The exorbitant prices of cancer treatments are likely because according to one study, a large percentage of the oncologist’s pay is from what they make on the medications by buying from big pharma at wholesale prices and then selling at the astounding markups allowed in selling for retail. Of course this is all legitimate isn’t it?

We all like to think of our caregivers as doing the best for us without compromising our care at the least expensive means of doing so. But should the choice of drugs used be up to caregivers? Especially should that choice be left up to caregivers when what they choose is going to influence their paychecks?

Why does our FDA approve new medications which are essentially unchanged from previous medications performing the same tasks? Is it worth the cost to society to spend several hundred million dollars to bring a new drug to market which extends life by a couple weeks or months to the select few needing that particular medication?
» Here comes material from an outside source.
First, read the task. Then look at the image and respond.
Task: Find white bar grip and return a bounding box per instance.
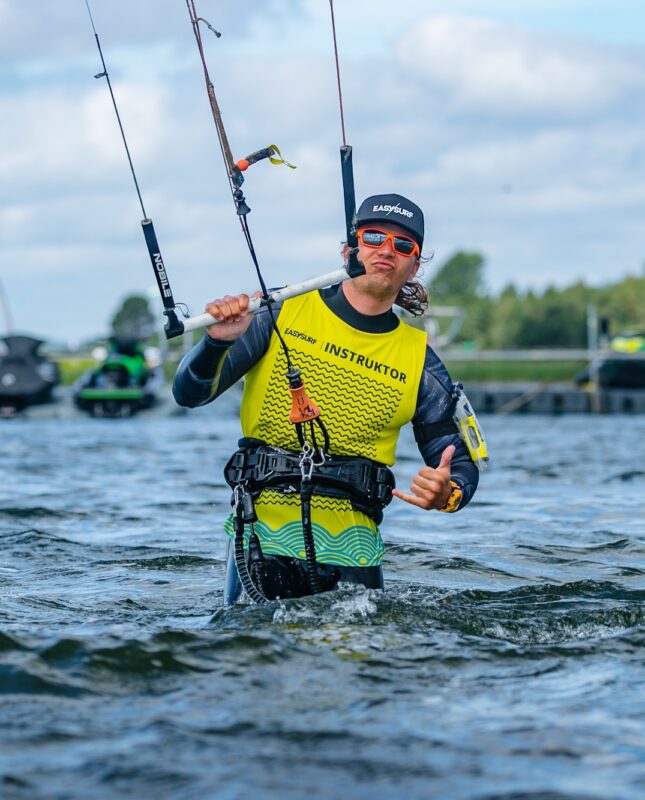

That is probably not worth it even to the individual whose life is being extended.

Another thing to remember when looking at the excessive price of medications is that large pharmaceutical companies can charge whatever they want to charge for medications. Due to laws passed in 2003, the government is not allowed to negotiate for a better price. A great law for our government to pass, but for the benefit for whom? Certainly not for the American citizen!